Why does this matter beyond fandom? Because in 2026, distribution is rarely just one channel. It is the same reason streaming, social, and ticketing are treated like a single integrated system. A deluxe release can lift engagement, which can boost downstream demand for live dates and keep the album relevant for new listeners, journalists, and culture accounts. Even the “updated mixes” detail matters operationally. It is a reminder that the post-release versioning pipeline is part of the modern release lifecycle, not an afterthought.

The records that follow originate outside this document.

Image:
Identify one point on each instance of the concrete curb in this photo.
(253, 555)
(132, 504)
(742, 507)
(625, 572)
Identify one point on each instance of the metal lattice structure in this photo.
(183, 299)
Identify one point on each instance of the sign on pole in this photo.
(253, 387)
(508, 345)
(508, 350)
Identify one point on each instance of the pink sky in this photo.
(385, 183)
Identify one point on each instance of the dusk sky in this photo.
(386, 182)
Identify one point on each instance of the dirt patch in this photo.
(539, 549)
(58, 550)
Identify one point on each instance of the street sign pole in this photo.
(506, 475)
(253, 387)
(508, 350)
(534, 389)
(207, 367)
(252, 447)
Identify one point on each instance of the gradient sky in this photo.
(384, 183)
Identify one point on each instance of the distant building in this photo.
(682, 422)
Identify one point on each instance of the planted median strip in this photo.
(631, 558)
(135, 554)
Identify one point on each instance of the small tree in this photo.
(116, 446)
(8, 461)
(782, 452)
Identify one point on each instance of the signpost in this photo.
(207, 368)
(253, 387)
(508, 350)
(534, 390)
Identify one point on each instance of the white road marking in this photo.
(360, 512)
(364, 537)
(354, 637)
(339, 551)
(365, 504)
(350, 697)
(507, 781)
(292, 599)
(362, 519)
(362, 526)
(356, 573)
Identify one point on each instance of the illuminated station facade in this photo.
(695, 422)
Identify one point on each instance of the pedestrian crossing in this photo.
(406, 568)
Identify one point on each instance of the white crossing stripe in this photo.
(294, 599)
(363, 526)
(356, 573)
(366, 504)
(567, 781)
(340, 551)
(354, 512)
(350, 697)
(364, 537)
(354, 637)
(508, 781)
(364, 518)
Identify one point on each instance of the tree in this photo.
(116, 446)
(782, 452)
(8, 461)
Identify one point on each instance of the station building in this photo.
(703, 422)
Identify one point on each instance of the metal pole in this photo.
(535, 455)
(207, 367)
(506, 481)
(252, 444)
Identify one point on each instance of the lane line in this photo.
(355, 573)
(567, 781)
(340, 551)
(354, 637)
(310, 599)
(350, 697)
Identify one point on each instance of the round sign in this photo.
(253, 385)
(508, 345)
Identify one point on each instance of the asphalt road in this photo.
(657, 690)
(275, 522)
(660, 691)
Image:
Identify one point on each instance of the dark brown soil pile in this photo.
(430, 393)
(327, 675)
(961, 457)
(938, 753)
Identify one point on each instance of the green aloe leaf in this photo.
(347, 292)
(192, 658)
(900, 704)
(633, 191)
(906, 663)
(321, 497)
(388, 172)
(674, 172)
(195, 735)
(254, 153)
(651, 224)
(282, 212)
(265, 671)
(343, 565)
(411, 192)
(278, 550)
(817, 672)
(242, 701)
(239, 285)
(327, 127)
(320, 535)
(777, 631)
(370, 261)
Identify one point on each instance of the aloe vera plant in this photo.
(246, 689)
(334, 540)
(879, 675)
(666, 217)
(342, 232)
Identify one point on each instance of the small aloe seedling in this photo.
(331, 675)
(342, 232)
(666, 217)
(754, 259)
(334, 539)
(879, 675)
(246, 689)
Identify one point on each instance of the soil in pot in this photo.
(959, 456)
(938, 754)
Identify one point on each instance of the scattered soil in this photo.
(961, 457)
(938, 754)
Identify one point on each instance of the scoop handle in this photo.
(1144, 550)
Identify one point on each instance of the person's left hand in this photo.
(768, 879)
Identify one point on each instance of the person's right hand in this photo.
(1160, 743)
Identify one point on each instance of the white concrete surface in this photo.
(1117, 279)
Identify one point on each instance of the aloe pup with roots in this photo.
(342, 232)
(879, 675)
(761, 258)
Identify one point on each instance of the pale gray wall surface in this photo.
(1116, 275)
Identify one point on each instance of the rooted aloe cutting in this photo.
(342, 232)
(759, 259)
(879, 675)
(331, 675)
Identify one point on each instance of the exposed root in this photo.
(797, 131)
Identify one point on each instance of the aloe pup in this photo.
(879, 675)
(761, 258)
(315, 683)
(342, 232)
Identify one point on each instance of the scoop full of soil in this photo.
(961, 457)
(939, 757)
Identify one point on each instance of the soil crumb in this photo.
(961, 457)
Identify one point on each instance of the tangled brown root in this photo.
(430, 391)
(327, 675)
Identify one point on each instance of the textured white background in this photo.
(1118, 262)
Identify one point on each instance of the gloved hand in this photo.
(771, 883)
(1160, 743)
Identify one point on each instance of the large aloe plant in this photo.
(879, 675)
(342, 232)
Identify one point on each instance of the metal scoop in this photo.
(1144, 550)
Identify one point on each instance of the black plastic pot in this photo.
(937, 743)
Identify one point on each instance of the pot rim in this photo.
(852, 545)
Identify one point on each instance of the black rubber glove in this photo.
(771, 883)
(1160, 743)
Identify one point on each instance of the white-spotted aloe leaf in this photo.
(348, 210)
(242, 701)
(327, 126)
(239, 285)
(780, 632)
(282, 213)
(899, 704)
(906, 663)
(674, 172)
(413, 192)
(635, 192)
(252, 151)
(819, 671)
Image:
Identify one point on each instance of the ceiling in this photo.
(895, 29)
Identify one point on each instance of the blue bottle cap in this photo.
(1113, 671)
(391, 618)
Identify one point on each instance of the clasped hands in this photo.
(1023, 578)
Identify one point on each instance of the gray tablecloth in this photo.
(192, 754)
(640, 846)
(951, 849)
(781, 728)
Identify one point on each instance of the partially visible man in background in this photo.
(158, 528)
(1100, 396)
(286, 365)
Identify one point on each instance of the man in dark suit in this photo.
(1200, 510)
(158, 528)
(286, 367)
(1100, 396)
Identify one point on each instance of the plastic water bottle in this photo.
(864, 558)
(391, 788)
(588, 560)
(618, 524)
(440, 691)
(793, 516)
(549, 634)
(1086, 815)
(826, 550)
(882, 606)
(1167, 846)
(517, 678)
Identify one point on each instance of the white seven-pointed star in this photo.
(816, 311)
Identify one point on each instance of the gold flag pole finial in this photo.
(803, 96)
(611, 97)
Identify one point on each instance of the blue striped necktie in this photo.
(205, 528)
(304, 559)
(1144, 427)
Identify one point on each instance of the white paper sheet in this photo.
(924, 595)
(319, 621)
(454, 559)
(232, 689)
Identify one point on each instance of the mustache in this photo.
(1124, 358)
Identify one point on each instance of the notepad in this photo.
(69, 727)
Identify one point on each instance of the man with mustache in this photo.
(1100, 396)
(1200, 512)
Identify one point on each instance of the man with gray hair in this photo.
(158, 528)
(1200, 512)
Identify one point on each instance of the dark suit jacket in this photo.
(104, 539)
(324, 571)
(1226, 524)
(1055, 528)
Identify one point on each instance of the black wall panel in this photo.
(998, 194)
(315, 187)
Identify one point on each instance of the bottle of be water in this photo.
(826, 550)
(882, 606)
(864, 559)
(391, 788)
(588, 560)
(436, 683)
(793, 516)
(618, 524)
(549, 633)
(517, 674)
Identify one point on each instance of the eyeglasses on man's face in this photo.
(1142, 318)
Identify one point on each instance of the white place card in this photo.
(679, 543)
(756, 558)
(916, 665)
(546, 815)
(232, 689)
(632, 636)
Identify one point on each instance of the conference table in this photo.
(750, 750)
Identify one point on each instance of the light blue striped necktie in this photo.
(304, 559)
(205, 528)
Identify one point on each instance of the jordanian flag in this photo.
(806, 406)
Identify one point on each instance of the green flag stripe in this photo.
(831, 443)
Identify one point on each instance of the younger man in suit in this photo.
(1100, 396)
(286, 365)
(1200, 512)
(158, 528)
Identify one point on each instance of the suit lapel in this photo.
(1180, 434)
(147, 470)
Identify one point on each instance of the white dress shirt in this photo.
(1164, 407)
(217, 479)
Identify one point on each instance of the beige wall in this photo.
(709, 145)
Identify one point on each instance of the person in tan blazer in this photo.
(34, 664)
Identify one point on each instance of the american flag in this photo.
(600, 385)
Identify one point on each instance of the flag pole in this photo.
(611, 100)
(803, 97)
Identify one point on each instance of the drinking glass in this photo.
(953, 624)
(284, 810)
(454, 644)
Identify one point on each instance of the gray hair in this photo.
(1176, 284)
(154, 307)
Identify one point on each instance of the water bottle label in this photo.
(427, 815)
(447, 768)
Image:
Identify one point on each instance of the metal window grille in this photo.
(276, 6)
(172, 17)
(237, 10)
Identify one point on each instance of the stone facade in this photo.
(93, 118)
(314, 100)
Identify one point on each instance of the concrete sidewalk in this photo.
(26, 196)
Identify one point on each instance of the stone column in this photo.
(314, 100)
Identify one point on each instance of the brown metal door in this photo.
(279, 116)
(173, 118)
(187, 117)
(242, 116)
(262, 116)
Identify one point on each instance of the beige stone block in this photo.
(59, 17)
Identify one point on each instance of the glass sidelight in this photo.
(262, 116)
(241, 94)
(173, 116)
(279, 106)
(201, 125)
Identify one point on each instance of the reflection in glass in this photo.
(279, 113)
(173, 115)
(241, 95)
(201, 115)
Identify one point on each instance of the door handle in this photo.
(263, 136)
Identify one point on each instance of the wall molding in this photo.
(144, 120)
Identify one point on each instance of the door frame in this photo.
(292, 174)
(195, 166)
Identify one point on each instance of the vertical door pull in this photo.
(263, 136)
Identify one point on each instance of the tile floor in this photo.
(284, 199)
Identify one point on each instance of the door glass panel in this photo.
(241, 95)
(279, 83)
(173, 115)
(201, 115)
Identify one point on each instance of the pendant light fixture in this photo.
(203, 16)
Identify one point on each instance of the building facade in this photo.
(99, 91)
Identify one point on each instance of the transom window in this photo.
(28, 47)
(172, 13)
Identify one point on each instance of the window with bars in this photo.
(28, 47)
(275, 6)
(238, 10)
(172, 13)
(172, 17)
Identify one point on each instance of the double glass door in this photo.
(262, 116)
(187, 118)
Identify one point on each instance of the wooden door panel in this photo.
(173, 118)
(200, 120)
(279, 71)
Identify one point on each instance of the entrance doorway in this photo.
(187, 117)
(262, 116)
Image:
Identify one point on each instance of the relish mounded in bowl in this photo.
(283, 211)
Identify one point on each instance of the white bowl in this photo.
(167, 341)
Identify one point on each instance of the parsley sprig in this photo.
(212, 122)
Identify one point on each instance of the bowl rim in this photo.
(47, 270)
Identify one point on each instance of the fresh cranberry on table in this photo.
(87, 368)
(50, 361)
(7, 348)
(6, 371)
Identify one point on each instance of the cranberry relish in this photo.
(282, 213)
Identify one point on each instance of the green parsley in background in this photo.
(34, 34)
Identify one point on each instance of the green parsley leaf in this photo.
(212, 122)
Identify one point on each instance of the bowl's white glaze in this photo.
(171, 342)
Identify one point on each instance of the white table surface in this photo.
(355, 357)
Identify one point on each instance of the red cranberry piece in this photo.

From a broader industry lens, the “Kings” video also reinforces how music storytelling now intersects with visual performance and shock-value aesthetics. The surreal scenes, including the electric chair ending, are the kind of memorable imagery that clips well and travels fast. For executives at labels, management firms, and media platforms, that translates into more moments worth covering, even when the content is polarizing. And for boards overseeing artist brands, it raises the same question every cycle: how to balance creative ambition with reputational risk, while still maximizing revenue during the most lucrative touring windows.

Ye is effectively running a three-part play at once: a deluxe audio refresh, a high-impact visual for a flagship track, and a packed schedule that sustains momentum through summer. If you are an investor, operator, or anyone managing adjacent creative businesses, the strategic takeaway is simple. This is not just an album update. It is a coordinated attention campaign designed to keep the artist in the conversation from release week through major stadium dates.